If you put any faith in popular rumors, you need to really pay up to get some of the most popular sites on the Internet today. All of the rumors about YouTube’s supposed $1 billion valuation got me thinking about what $1 billion would buy according to blogosphere rumors. Here is a very rough sketch – there aren’t reliable numbers out there to be found so I went with the blogosphere consensus int erms of asking price and user base:

Bebo:
-Rumored price: $550 million (widely discredited and emphatically denied but still a rumor)
-Registered users: 25 million
-Bebos for $1 billion: 1.82 Bebos

YouTube:
-Rumored price: $1 billion
-Monthly viewers: 20 million (best estimate I could find)
-Youtubes for $1 billion: 1 YouTube

Facebook
-Rumored Price: $2 billion
-Registered users: 10 million (best estimate I could find)
-Facebooks for $1 billion: 0.5 Facebooks

So, what would you rather buy — 37MM social network users at Bebo, 20 million video junkies at YouTube, or 5 million college students on Facebook? For me, the answer is none of the above. I think that all of those companies are great services and satisfy the needs of their user bases. However, I am not sure that I would be willing to spend $1 billion (assuming I had it) on popular concepts that haven’t yet shown the way to monetization.
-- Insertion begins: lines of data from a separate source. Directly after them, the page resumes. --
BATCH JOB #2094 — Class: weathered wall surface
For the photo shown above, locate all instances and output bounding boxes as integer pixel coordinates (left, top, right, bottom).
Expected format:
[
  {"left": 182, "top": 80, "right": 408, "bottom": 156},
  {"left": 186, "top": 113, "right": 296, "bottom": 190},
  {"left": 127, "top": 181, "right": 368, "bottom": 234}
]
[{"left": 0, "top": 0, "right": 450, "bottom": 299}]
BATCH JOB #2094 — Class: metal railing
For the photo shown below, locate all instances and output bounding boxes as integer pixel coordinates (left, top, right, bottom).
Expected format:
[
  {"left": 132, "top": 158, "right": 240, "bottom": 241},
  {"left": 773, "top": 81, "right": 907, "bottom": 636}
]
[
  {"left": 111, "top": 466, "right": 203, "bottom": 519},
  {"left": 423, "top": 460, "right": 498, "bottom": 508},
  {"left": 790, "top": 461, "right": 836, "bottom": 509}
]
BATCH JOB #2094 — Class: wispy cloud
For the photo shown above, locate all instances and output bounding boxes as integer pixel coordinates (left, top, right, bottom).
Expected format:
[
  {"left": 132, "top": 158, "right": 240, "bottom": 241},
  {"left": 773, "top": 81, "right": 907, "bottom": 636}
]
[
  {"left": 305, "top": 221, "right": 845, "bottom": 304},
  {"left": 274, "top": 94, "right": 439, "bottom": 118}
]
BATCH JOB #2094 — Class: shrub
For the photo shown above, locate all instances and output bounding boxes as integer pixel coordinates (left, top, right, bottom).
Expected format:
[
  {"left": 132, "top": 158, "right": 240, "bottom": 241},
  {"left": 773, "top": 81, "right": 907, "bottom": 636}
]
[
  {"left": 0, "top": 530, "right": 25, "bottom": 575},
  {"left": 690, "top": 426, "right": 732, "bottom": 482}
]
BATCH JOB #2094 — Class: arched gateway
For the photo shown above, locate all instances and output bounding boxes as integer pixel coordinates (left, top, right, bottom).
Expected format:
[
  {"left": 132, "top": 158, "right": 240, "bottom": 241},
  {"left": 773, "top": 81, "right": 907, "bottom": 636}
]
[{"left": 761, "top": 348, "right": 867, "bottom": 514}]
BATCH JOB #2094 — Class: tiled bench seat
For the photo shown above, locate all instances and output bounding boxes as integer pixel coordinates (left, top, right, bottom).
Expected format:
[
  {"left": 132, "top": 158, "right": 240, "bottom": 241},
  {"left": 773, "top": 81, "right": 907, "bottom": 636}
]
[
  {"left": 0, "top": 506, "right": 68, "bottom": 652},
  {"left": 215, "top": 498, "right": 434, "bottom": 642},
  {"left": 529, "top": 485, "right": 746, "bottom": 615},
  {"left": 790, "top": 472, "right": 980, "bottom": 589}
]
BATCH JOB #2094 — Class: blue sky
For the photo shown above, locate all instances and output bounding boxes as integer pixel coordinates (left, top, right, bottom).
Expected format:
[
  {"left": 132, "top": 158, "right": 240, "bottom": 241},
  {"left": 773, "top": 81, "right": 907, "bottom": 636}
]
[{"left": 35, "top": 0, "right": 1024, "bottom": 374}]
I am not saying that these companies need to get to $100MM run-rates to be interesting, but they do need to show the seed of a business model that warrants the $1B price tag.

The other thing that’s interesting is to look at the implied value per user. While these numbers are speculative, it appears that a college student is “worth” 4x as much as a video junkie. And a video junkie is about twice as valuable as a generic social networker.

Sometimes its fun to play with numbers even if they are just speculative. Until some or all of these companies get bought or get big enough to demonstrate strong business models, the idle speculation will continue.